Der Dreck, das Glück und der Tod

Westernhagen singt „Gold findt man bekanntlich im Dreck, und Straßen sind aus Dreck gebaut.“ Im politisch korrektesten Tatort seit der Bergpredigt kommt Lena „Großaufnahme“ Odenthal in die Wohnsiedlung , um die Eltern der toten Fußballspielerin zu vernehmen. Es regnet, richtiges Scheiß, also dem-Fritz-sein-Wedder. Und da laufen sie dann durch den Schlamm, die Gören, welpenhaft alle auf den Ball, Scheiß auf die flache Vier. Orgelpfeifen im Nieselregen. Eins der Kinder trägt einen roten Mantel wie der Zwerg in Wenn die Gondeln Trauer tragen. Ja, okay, es heißt kleinwüchsig, aber der Killer in Venedig im Jahr der WM, als Willy Brandt nicht mehr Bundeskanzler war, das war ein Zwerg. Dieser Platz in der pfälzischen Bronx ist ohne ein einziges Hälmchen, dafür mit Pfützen, dem obligatorischen knastähnlichen Zaun und liegt in einer Wohnöde, durch die die Bewohner der pfälzischen Bronx in den tiefergelegten Mantas oder Corsas über die Autobahn auf Stelzen brettern, um ins Werk zu gelangen oder zur HartzIV-Beratung. Da spielen sie, die Käfigfußballer, die Özils und Bajramajs von übermorgen und trotzen dem Wetter, der sozialen Stratifikation und dem manchmal etwas lehrbuchhaften Drehbuch. Denn der Film will Gutes tun, man kann mit ihm den Frauen-Fußball oder den Islam näher kennen lernen. Für sprachlos machende poetische dreißig Sekunden ist das dann völlig unwichtig, denn sogar im Öffentlich-rechtlichen sagt ein Bild manchmal mehr als tausend Worte. Natürlich dürfen dann auch Kopper, der Platzwart und die Trainerin ihr Sprüchlein aufsagen, was an Fußball so toll ist. Aber der tiefere philosophische Gehalt dieses Sports besteht wirklich nur darin, sich bei plus zwei Grad im Eisregen von guten Freunden die Bänder kaputt treten zu lassen. Mehr ist es nicht. Insofern reimt sich Dreck dann auch auf Glück.

Trotz der volkspädagogischen Botschaft, zu der auch Jogi Löw arm an Mimik, aber reich an Betroffenheit sein Quäntchen beiträgt, obwohl Quanten von Haus aus schon recht klein sind, ist es eine der besseren Folgen. Das Drehbuch unter vermutlich tätiger Mithilfe von Ulrike Folkerts erspart uns das lesbische Eifersuchtsdrama, und weil Tatort kein Derrick ist, ist es auch nicht der alerte Manager, der den Verein groß rausbringen will, stattdessen aber die gute Würstchenseele auf kleiner Flamme röstet, dieser Schuft im Sakko, der seine Mutter für 25 Millionen ohne mit der Wimper zu zucken an die Bayern verkaufen würde.

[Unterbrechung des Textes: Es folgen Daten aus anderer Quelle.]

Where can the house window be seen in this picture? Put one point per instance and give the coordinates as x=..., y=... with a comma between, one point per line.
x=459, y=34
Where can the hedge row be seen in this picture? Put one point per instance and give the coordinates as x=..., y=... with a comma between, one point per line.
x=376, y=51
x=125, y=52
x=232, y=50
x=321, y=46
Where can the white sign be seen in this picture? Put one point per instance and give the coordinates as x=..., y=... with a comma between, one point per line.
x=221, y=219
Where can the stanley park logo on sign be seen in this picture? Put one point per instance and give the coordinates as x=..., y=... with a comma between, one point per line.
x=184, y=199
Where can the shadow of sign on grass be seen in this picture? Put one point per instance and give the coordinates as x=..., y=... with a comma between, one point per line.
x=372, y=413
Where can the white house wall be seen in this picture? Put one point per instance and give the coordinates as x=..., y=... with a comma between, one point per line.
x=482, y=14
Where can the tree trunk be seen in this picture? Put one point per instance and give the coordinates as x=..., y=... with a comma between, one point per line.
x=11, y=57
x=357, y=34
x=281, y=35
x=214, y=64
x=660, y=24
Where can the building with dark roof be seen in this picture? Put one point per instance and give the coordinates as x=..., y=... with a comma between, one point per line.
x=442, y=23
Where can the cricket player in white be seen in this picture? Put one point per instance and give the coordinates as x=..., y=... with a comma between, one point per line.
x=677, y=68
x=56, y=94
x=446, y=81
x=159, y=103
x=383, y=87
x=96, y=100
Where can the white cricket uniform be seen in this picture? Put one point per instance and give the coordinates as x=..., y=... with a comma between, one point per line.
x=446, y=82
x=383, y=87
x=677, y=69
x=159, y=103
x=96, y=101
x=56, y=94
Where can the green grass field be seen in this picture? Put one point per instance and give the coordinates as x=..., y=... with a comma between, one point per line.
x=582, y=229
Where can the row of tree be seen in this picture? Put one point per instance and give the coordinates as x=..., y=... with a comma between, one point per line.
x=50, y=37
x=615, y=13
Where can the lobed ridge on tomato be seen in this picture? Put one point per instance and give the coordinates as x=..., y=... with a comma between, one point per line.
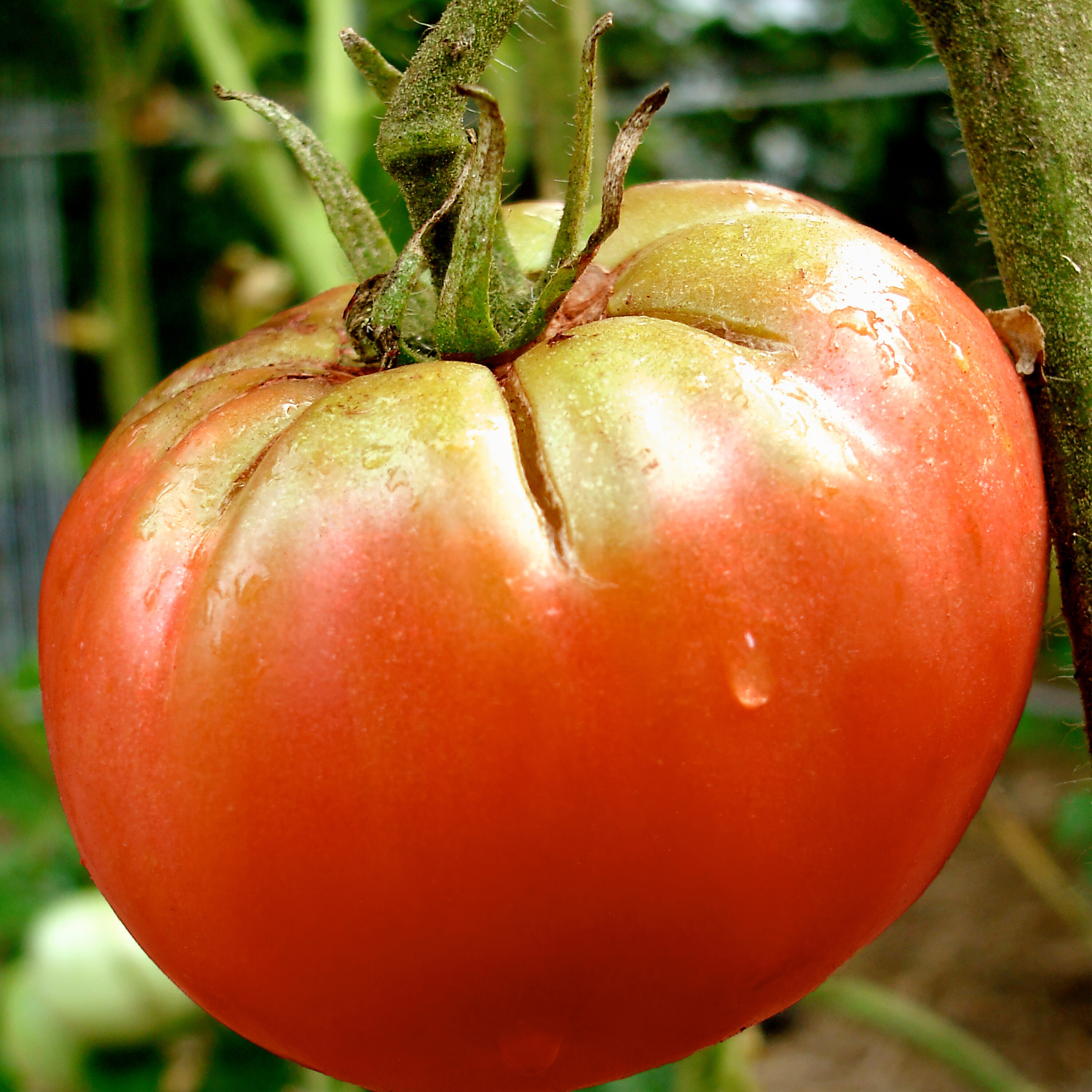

Natürlich kann der Mörder nicht der muslimische Vater oder die muslimische Mutter sein, die dann natürlich die Mörderin wäre, denn es heißt ja auch nicht Zwerg, sondern kleinwüchsig.  Aber immerhin, Kopper pöbelt ein bißchen leitkulturmäßig herum, der Vater klaut die Leiche, die Mutter spricht akzentfrei deutsch, vermutlich aus Hannover eingeheiratet, also mit Migrationshintergrund doppelt diskriminiert. Außerdem sprechen im Tatort immer nur die Bürokräfte Dialekt. Also keine Mustermigranten, sondern Muslime mit Ecken und Kanten, und weil’s nach drei Ecken einen Elfer gibt, versenkt Lena Odenthal denselben gegen ihren WG-Mitbewohner im anarchisch-spontanen Spiel auf dem Bürgersteig.

Der Mörder ist diesmal der Gärtner, also der Platzwart. Yo Mey! hätte der Franz bestimmt gesagt, denn das passt ja immer. Und diese vermutlich zufällige Wendung auf Postone – Blut und Boden („Der Verein ist meine Familie“) Hüter des Heiligen Rasens vernichtet Subjekt im fälschlichen Glauben, damit den Mehrwert im Kapitalismus vernichten zu können – ist ein weiterer seltener Moment lichter Erkenntnis. Eine marxistische Antisemitismustheorie auf den Tod einer muslimischen Migrantin anzuwenden, das ist fast so dialektisch wie der Doppelpaß von Netzer und Müller beim 5-1 gegen die Schweiz. Die Seele des Vereins wird zum Mörder, weil der Kapitalismus keine Seele hat. So brutal kann Fußball sein.